The 2012 Shop.org Annual Summit, the prestigious eCommerce confab, was held this past week in Denver. I got the chance to emcee the event and meet the keynote speakers. And the lineup was particularly compelling this year, with Jerry Storch, the CEO of Toys R Us and Jamie Nordstrom, President of Nordstrom Direct kicking off each of the respective days of the conference. It was an interesting dichotomy—Jerry Storch is a notorious internet skeptic (he was the guy who reportedly was behind Target’s, uh, questionable decision to execute eCommerce on Amazon’s platform) while Jamie Nordstrom may be the industry's biggest web evangelist. Nordstrom is heavily focused on web growth and is investing a lot of money to the channel. Despite their differences, there were consistent themes that surfaced nonetheless:
Experiences matter. Both executives talked about the importance of creating unique and engaging store experiences to serve shoppers. Jerry talked about new mom events at Babies R Us and Lego afternoons for families in Toys R Us stores that were traffic drivers to the store and served to create brand evangelists. Jaimie’s first words were about the service and personalization that guests received in stores. In both cases, the tactile experiences in the stores were regarded as critical to serving their best customers.

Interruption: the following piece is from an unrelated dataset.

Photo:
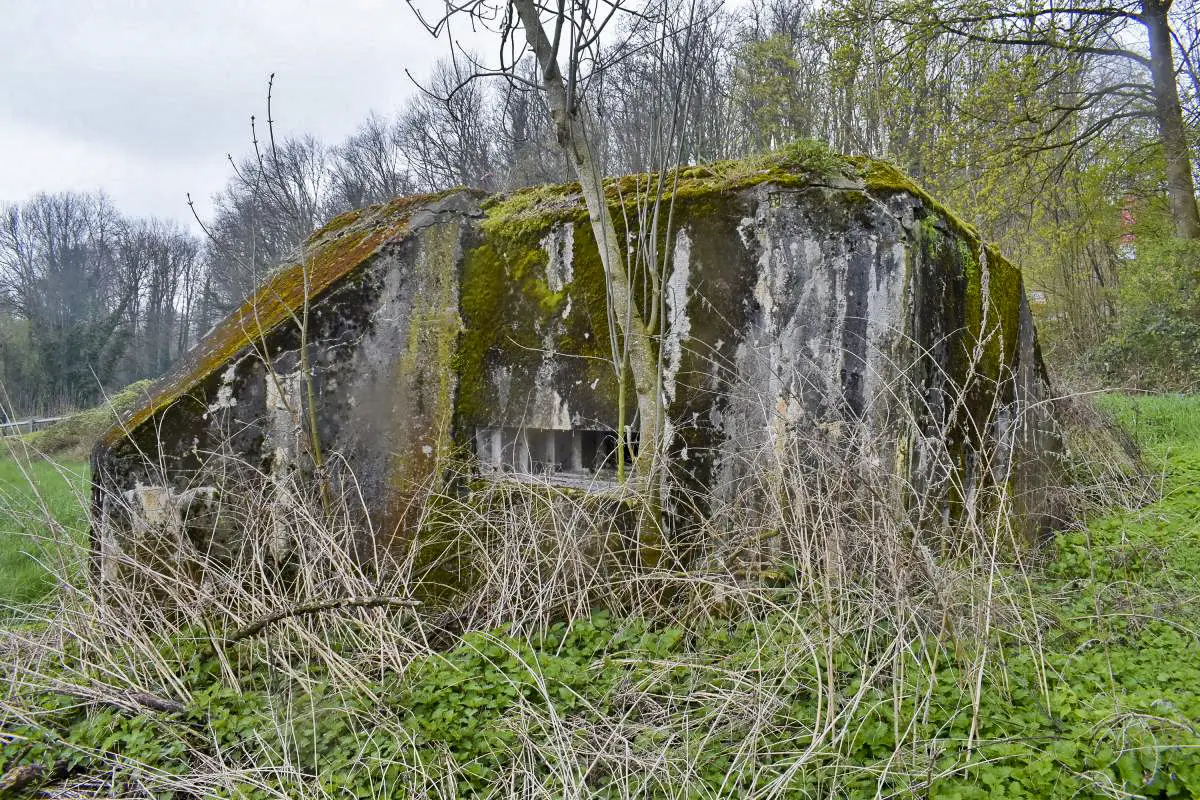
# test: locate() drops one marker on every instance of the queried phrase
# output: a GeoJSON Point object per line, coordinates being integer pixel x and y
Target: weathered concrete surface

Cross-channel matters. Both also spoke extensively about serving the needs of different types of shoppers, particularly young shoppers who often shop online, but nonetheless want to pick up packages in stores or have items that may be unavailable in stores shipped directly to their homes. The takeaway was that such channel agnostic delivery would become table stakes for all retailers.
Where they differed though was more interesting:
The impact of pureplays. Jerry Storch in particular took many veiled jabs at Amazon, referring to the company’s aggressive pricing and its expensive home delivery costs (without mentioning Amazon directly). To Jerry, Amazon’s model is unsustainable and is less desirable to customers than rich store and multichannel experiences. Jamie on the other hand, didn’t really spend any time talking about the competition but did reference Amazon and Netflix (indirectly) as fear-worthy disruptors in their respective spaces.

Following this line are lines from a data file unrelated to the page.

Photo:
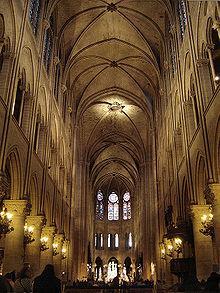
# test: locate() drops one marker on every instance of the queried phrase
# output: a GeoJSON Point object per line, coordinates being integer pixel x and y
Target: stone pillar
{"type": "Point", "coordinates": [65, 258]}
{"type": "Point", "coordinates": [216, 26]}
{"type": "Point", "coordinates": [57, 259]}
{"type": "Point", "coordinates": [202, 243]}
{"type": "Point", "coordinates": [47, 255]}
{"type": "Point", "coordinates": [32, 250]}
{"type": "Point", "coordinates": [212, 194]}
{"type": "Point", "coordinates": [205, 78]}
{"type": "Point", "coordinates": [14, 246]}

The impact of new technologies. Jerry also dismissed the buzz around social, mobile and local, likening them to teenage sex, saying they were frequently talked about but disappointing. Jamie on the other hand discussed the potential for cutting-edge technologies—mobile wallets and payments, and online fit vendors, for instance.

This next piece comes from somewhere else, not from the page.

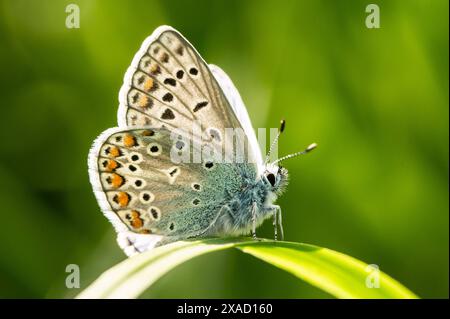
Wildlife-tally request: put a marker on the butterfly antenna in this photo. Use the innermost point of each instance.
(306, 150)
(275, 141)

There’s an expression that only the paranoid survive, and anyone who dismisses the power of web commerce, or the growing strength of Amazon seems shockingly complacent. While I admire Jerry’s audacity for getting on stage and telling an audience of eCommerce executives that web sales were less interesting than we thought, Jamie’s message resonated more with the audience. While Nordstrom’s digital lead is difficult for others to easily follow, it nonetheless painted an aspirational portrait of what could happen if one had executive support and resources to focus on a superior multichannel experience.